New Cellular Models Of Gaucher Disease Exploiting CRISPR/Cas9 Technology

PAVAN, ELEONORA; ORMAZABAL, MAXIMILIANO E.; ROZENFELD, PAULA A.; DARDIS, ANDREA

Clermont-Ferrand

Congreso; 13th European Working Group on Gaucher Disease; 2019

European Working Group on Gaucher Disease

Mutations in the acid β-glucosidase (GBA) gene cause Gaucher Disease (GD).

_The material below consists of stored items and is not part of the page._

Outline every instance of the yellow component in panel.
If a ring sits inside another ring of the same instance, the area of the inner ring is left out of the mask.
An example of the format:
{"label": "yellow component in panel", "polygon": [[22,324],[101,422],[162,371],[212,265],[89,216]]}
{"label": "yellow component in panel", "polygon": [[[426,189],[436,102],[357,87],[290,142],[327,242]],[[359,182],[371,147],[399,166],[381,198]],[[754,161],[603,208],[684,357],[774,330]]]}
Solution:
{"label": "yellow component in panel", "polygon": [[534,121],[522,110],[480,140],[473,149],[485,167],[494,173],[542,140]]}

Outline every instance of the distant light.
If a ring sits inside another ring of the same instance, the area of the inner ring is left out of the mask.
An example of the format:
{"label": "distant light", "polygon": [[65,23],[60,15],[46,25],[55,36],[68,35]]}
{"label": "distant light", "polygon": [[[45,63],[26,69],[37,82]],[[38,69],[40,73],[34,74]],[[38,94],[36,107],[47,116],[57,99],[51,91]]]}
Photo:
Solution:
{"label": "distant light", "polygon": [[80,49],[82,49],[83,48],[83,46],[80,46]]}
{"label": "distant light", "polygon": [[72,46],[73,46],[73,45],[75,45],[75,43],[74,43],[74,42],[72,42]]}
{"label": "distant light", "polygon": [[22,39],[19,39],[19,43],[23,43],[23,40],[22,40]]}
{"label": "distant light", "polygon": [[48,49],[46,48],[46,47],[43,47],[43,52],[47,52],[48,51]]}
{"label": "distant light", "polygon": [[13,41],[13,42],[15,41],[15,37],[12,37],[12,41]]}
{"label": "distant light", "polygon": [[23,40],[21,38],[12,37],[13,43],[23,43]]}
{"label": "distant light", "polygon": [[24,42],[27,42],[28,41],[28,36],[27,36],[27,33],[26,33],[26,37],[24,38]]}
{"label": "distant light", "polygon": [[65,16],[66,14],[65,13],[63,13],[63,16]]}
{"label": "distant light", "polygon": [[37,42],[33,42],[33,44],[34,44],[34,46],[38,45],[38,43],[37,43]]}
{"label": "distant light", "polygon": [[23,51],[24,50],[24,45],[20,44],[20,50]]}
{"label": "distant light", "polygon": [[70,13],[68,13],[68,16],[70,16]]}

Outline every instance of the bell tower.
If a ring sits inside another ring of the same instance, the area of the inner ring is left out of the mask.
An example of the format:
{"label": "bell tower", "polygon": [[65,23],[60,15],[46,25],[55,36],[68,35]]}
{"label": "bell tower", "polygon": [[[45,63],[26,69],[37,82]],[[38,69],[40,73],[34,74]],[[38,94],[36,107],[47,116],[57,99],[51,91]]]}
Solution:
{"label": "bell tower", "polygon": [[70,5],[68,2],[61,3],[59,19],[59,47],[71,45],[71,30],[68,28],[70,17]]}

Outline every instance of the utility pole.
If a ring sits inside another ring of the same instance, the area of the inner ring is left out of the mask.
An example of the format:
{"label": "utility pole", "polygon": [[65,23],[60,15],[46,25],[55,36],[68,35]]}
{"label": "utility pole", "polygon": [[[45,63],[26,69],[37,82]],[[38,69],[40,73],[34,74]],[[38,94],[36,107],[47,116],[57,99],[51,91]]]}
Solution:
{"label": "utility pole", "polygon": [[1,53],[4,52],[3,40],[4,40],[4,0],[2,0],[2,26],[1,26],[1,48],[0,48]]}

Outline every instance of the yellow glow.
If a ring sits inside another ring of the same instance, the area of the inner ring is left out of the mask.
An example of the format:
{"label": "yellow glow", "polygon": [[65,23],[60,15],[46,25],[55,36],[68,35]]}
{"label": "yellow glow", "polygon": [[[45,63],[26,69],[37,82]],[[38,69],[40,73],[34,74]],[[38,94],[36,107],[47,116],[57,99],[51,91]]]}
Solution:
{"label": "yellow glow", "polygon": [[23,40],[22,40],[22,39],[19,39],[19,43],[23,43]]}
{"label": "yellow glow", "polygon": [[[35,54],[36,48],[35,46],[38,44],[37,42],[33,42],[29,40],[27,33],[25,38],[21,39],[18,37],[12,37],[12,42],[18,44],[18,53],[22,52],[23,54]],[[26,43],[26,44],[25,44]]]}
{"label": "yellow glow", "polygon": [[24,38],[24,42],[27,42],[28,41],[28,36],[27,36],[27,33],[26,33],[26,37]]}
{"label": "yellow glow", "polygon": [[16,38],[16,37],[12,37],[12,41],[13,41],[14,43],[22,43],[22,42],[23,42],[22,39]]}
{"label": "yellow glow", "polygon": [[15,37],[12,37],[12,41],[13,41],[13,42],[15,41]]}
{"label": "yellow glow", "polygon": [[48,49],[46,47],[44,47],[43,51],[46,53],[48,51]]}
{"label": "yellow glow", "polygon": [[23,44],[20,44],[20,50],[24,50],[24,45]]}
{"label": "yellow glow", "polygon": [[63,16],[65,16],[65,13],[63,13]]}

In addition, GBA mutations constitute the main genetic risk factor for developing Parkinson's disease (PD), a neurodegenerative disorder characterized by α-synuclein (α-syn) accumulation and aggregation. A lot of research has been focused in the development of cellular models for GD, in order to pursue a better understanding of the disease pathophysiology, to study the relationship between GD a PD and most importantly to develop novel therapeutic approaches. Therefore, our study was directed towards the development and characterization of new cellular models of GD, exploiting CRISPR/Cas9 technology to knock out (KO) the GBA gene in different continuous cell lines, including monocytes (THP-1) and glial (U87) cells. After editing, three THP-1 and three U87 clones were selected since they had altered β-glucosidase (GCase) protein expression. All selected clones displayed mutations in the GBA gene, reduced or absent GCase activity and accumulation of LysoGL1. Residual activity correlated with the levels of LysoGL1 storage. Then, to deepening the GD-PD link, we studied the expression of α-syn in the U87 GBA KO clones. All clones presented alterations in α-syn abundance/distribution. However, significant differences in the intracellular/secreted rate of α-syn were found between cells expressing mutated misfolded inactive GBA protein and those with a complete GBA depletion. In conclusion, we obtained a model of GD using 2 different cell types. This models present several advantages in comparisons with other models already available: being generated from commercial cell lines they provide more reproducible results than primary cultured cells; they grow faster in culture, are easy to transfect and are suitable for highthroughput screening experiments; finally, being isogenic cell lines carrying different GBA mutations they represent an ideal system to study mutation specific phenotypes.